Police on the Andaman islands have staked out a remote area where tribespeople were seen burying the body of an American adventurer and Christian missionary after allegedly killing him with arrows.
Indian authorities are trying to recover the remains of 26-year-old John Allen Chau, who was killed by North Sentinel islanders who apparently shot him with arrows and then buried his body on the beach earlier this month.
But police on the islands in the Bay of Bengal said on Saturday that they have to consult with experts to learn “the nuances of the group’s conduct and behaviour, particularly in this kind of violent behaviour”.
During an investigation of the island’s surroundings on Friday, officials sailed close to the beach and spotted four or five North Sentinel islanders moving in the area. They studied their behavior for several hours, said Dependra Pathak, the director-general of police of the Andaman and Nicobar Islands, where North Sentinel Island is located.
“We have more or less identified the site and the area in general,” he said.
Friday’s visit was the second boat expedition of the week by a team of police and officials from the forest department, tribal welfare department and coast guard, Pathak said.
The fishermen who had taken Chau to the shore saw the tribespeople dragging and burying his body on the morning of 17 November.
Officials typically do not travel to the North Sentinel area, where people live as their ancestors did thousands of years ago.
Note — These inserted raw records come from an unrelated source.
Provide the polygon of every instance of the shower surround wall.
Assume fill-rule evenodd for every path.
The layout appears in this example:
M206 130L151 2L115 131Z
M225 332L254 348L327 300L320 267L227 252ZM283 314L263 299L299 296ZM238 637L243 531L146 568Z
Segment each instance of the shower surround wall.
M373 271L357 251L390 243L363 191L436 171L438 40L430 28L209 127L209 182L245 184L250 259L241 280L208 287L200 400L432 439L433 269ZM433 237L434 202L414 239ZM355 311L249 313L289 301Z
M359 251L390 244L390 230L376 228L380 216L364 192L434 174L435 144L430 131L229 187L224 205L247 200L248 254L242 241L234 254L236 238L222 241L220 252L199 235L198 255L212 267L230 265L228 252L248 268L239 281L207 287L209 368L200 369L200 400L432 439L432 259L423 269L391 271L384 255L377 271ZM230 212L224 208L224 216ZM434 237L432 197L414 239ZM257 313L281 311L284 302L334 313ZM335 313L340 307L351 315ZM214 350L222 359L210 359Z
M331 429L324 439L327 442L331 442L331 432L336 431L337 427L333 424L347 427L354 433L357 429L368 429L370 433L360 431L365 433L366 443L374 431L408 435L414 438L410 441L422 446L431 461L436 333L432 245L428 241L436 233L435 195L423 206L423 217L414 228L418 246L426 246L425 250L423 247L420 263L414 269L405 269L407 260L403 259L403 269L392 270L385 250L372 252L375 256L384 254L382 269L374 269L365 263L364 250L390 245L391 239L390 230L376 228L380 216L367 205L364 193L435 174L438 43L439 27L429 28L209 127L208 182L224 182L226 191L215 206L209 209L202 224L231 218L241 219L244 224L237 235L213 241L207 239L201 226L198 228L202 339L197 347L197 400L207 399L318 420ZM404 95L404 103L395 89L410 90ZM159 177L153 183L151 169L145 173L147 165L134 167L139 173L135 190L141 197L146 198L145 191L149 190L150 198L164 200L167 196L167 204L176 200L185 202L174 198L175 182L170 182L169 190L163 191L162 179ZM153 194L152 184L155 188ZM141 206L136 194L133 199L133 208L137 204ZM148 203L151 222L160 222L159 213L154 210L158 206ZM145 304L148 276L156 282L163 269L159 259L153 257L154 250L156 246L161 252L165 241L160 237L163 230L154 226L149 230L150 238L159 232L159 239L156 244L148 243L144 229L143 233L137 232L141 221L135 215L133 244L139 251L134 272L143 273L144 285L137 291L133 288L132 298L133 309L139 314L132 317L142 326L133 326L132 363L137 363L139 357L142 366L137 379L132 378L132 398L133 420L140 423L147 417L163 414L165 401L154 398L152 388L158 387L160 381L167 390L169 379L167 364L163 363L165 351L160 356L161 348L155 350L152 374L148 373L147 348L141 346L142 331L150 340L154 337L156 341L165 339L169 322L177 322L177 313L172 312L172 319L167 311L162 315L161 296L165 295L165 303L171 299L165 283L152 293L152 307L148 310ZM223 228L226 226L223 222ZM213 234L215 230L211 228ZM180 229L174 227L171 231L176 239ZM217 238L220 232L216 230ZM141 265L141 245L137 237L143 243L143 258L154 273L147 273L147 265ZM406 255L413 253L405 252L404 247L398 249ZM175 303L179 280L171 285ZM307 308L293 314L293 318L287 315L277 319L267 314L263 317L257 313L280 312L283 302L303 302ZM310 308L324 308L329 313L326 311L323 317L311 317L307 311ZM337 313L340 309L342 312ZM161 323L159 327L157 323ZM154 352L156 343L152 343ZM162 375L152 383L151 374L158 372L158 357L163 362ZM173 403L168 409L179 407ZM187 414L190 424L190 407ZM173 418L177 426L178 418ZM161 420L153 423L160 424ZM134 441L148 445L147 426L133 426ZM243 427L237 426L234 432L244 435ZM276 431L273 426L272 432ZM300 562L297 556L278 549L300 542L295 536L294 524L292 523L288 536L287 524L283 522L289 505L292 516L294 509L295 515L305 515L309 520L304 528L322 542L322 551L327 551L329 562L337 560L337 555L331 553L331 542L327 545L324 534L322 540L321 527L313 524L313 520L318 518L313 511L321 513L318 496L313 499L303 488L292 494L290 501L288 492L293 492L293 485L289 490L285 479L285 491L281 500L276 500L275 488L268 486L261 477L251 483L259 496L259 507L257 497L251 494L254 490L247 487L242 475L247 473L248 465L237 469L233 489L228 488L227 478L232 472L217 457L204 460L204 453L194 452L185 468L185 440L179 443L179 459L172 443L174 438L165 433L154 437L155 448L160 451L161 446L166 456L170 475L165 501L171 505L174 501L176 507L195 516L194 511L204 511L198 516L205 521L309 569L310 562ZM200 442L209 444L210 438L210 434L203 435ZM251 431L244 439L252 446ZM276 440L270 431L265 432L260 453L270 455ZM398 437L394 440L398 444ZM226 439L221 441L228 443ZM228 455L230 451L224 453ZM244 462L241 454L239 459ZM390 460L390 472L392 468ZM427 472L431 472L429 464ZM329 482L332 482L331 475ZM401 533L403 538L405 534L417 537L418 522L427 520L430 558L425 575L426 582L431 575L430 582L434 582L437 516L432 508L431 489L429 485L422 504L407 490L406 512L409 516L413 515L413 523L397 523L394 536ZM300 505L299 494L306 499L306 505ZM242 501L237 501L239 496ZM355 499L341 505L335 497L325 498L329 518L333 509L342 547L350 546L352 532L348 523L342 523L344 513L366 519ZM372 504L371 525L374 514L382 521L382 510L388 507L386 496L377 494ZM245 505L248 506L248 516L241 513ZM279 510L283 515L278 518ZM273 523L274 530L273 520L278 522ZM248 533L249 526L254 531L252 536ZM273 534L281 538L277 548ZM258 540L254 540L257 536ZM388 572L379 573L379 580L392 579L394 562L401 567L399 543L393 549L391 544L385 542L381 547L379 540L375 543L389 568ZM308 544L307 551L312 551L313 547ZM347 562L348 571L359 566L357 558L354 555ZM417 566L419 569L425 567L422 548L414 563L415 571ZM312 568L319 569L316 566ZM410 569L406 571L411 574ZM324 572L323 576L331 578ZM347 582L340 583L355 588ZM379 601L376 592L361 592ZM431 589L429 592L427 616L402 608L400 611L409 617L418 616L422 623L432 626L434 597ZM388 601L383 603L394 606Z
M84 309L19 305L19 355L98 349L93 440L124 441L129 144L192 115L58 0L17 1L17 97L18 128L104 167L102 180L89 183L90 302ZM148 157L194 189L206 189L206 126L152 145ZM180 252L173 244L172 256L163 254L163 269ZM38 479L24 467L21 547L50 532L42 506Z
The only contacts, occasional “gift giving” visits in which bananas and coconuts were passed by small teams of officials and scholars who remained in the surf, were years ago.
Indian ships monitor the waters around the island, trying to ensure outsiders do not go near the Sentinelese, who have repeatedly made clear they want to be left alone.
Chau, who was described by friends as a fervent Christian, went to “share the love of Jesus,” said Mary Ho, international executive leader of All Nations. The Missouri-based organisation helped train Chau, discussed the risks with him and sent him on the mission, to support him in his “life’s calling,” she added.
“He wanted to have a long-term relationship, and if possible, to be accepted by them and live amongst them,” she said.
Police say Chau knew that the Sentinelese resisted all contact by outsiders, firing arrows and spears at passing helicopters and killing fishermen who drift onto their shore. Notes that Chau left behind made clear he knew he might be killed, police said.
“I DON’T WANT TO DIE,” wrote Chau, who appeared to want to bring Christianity to the islanders. “Would it be wiser to leave and let someone else to continue. No I don’t think so.”
Chau paid fishermen to take him near North Sentinel, using a kayak to paddle to shore and bringing gifts, including a football and fish.
The Indian government lifted restrictions on traveling to the island in August, Ho said. She said she couldn’t comment on why Chau arrived there the way he did, but that he carefully planned the trip.
All Nations contacted the US state department, Ho said. She did not know whether it would be possible to recover Chau’s body.
“We are just in grief and in shock about his death,” she said. “At the same time, we consider it a real honour to have worked with him, to have been a part of his journey.”
Scholars know almost nothing about the island, including how many people live there or what language they speak. The Andamans once had other similar groups, believed to have been migrants from Africa and south-east Asia who settled in the island chain centuries ago. But their numbers have dwindled dramatically over the past century as a result of disease, intermarriage and migration.
Five fishermen, a friend of Chau’s and a local tourist guide have been arrested for helping Chau.